A quantum liquid with deconfined fractional excitations in three dimensions

TL;DR

This paper provides numerical evidence for a three-dimensional quantum liquid phase supporting fractional excitations, demonstrating a Coulomb phase in a quantum dimer model on a diamond lattice.

Contribution

It is the first to explicitly show a 3D quantum liquid with deconfined fractional excitations in a concrete microscopic model.

Findings

Energy cost of separating fractional excitations vanishes in the liquid phase.

Spectrum matches the Coulomb phase in (3+1)D quantum electrodynamics.
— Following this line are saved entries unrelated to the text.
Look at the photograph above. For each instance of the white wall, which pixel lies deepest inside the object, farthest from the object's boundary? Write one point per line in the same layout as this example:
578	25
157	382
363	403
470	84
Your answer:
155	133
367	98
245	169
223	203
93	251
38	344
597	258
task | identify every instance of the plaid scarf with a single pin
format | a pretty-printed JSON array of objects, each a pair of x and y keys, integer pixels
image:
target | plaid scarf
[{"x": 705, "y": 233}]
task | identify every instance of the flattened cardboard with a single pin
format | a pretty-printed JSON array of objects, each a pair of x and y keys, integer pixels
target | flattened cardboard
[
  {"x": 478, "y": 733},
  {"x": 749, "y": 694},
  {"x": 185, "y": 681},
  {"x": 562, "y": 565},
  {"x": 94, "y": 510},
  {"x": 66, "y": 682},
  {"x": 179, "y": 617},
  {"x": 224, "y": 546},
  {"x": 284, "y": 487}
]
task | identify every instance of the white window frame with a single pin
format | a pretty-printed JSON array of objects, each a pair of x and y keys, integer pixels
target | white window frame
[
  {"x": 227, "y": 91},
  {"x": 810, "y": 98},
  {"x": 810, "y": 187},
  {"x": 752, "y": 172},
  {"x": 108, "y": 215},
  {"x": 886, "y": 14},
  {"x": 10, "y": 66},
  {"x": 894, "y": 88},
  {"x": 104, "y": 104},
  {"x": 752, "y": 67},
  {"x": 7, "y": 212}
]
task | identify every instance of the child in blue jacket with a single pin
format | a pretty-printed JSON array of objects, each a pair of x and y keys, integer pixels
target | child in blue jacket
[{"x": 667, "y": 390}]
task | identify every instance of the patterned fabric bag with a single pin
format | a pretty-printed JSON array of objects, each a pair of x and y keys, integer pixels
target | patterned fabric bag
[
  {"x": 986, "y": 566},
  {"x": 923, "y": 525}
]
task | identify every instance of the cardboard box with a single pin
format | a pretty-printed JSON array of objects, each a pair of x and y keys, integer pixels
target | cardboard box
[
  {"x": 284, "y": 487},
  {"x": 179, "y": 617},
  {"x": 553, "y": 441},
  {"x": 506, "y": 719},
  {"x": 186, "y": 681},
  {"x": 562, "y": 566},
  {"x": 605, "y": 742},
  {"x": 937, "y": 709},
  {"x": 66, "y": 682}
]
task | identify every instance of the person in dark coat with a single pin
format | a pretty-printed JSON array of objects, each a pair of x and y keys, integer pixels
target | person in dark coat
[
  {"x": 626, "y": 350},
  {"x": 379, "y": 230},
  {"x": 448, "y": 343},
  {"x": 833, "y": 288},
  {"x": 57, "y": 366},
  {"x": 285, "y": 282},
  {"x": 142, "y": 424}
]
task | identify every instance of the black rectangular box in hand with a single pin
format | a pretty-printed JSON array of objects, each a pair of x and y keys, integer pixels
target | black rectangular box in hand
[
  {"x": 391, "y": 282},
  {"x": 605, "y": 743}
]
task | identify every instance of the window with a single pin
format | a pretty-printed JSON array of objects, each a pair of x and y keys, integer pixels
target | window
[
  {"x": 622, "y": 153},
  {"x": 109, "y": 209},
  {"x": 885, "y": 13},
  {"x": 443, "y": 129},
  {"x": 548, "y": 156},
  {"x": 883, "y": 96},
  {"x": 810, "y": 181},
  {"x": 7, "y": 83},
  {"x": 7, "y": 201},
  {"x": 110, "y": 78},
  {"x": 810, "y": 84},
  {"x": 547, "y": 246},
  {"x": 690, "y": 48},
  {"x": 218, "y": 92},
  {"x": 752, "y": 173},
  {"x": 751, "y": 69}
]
Supports the existence of fractional excitations in three dimensions.

Abstract

Excitations which carry "fractional" quantum numbers are known to exist in one dimension in polyacetylene, and in two dimensions, in the fractional quantum Hall effect. Fractional excitations have also been invoked to explain the breakdown of the conventional theory of metals in a wide range of three-dimensional materials. However the existence of fractional excitations in three dimensions remains highly controversial. In this Letter we report direct numerical evidence for the existence of a quantum liquid phase supporting fractional excitations in a concrete, three-dimensional microscopic model - the quantum dimer model on a diamond lattice. We demonstrate explicitly that the energy cost of separating fractional monomer excitations vanishes in this liquid phase, and that its energy spectrum matches that of the Coulomb phase in (3+1) dimensional quantum electrodynamics.